Security. Berlekamp and Massey discovered an amazing algorithm that can reconstruct an N-bit LFSR after seeing only 2N bits. That is, after seeing the first 2N bits from any LFSR, the Berlekamp-Massey algorithm can correctly predict every future bit. Thus, we should not use a LFSR to generate random bits for a one time pad in a mission critical application because a knowledgeable adversary can break the system. In Section 9.9 we will consider cryptographic methods that cannot be so easily circumvented.

One of the major drawbacks of one-time pads is key distribution. The two parties must exchanges private keys prior to their communication. Until somewhat recently, the White House and Kremlin would communicate this way.
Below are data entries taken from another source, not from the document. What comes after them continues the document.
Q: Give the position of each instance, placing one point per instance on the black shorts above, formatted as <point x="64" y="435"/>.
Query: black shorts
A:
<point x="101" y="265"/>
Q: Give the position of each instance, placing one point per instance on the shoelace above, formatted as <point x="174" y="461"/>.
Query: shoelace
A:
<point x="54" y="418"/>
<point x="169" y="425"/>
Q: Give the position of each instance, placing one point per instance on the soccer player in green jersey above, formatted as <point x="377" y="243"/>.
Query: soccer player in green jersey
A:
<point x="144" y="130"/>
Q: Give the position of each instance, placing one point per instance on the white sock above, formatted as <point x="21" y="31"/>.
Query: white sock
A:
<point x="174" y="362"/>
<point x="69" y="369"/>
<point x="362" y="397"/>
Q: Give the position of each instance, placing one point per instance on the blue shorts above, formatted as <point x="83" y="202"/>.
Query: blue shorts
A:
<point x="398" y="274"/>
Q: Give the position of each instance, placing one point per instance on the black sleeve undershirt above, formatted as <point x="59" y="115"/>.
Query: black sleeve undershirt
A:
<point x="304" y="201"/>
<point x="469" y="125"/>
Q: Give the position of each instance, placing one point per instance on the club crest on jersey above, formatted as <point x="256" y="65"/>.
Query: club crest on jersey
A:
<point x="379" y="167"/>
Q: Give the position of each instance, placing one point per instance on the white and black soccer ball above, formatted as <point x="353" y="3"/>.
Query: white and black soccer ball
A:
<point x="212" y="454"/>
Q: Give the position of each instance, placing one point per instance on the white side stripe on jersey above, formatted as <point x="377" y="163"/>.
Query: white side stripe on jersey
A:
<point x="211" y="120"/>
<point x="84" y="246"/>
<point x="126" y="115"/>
They employed trusted couriers who would travel with the one-time pads in a briefcase, handcuffed to themselves. Another problem is that if Alice sends Bob a message, there is no way that Bob can prove to a third party that Alice really sent it. In Section 10.x we will consider the very widely used RSA cryptosystem, which overcomes these obstacles and more.

Other applications. Most modern military cryptosystems use LFSR in some form. Cray supercomputers even have a built-in instruction called population count that directly supports the simulation of LFSRs, and this support is required in some government contracts! (Reference: Applied Crypto, p. 380)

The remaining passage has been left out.